Ao buscar alternativas diante da vulnerabilidade indígena, ao envolver a família, ao buscar a autoafirmação, não desprezando aquilo que ele é, fazendo uso de coisas boas, são ações que farão com que os jovens nunca deixem de ser quem são, segundo E1. Há nas palavras de E1 um sujeito negociador: “ele pode colocar os anseios para fora em uma linguagem fazendo uso dessas tecnologias [...] Tem letra, né. Tem uma coisa tipo consciência. [...] Juntou o estilo com a letra e ainda mantém sua identidade própria, né”.

Questionada sobre a escola na reserva ser bilíngue (português e guarani), E1 explica que a reserva de Dourados é muito complexa e por causa das influências externas (proximidade com a cidade), os indígenas tendem a não valorizar a própria língua, mas existe uma tentativa de discutir um ensino de língua, de forma que ele funcione, fazendo a junção de tudo o que os indígenas têm, mas não deixando de lado quem são.

E2 lembra que a música começou dentro da própria escola, que tem valorizado as apresentações dos grupos, como convidando os grupos para eventos. A transformação, para ele, está na educação:

Então o estudo ele traz, assim, ele traz essa mudança a princípio de consciência e comportamento de que há um jeito, um outro jeito também de, na minha opinião, um jeito também de lutar. Contra a desigualdade, discriminação, o preconceito, é o jeito de lutar pelo direito da terra, utilizar a língua.

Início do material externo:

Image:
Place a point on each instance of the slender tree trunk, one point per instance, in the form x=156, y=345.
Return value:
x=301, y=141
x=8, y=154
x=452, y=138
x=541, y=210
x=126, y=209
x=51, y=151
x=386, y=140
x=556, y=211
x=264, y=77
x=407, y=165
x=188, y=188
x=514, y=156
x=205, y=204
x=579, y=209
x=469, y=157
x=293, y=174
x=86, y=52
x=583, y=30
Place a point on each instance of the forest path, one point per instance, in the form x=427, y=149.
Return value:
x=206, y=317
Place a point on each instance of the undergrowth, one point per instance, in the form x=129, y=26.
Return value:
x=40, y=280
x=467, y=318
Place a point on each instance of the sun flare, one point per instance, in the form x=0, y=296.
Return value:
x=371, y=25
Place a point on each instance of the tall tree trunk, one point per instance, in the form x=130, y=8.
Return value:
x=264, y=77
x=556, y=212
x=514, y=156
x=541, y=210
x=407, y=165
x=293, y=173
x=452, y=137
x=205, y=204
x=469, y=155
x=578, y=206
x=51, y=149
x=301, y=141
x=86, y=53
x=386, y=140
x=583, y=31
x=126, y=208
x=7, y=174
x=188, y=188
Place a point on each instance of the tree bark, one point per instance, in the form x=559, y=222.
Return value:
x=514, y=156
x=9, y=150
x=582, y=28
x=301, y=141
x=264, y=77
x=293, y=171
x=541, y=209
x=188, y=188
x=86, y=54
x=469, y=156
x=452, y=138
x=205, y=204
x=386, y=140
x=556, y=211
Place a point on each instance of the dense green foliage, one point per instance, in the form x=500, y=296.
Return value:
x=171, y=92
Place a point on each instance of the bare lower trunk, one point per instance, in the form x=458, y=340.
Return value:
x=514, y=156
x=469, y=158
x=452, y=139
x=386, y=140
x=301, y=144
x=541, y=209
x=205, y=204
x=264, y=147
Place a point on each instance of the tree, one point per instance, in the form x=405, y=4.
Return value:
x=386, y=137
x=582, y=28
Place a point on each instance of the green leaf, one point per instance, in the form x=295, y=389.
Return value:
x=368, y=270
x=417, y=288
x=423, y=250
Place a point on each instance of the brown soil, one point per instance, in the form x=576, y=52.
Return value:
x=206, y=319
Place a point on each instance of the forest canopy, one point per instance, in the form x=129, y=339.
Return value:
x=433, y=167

Sobre a mistura dentro da reserva, Guarani, Kaiowá, Terena e “branco”, E2 afirma que a língua quase se perdeu, nesse sentido: “então, o hip hop ele também canta em guarani e em português né. Então, na letra fala que para vocês que não entende, vou cantar em guarani”. O estilo do hip hop é enxergado por E2 em outras crianças, portanto, de certa maneira, o hip hop influencia não só no comportamento, mas também na valorização da luta pela língua e pela terra.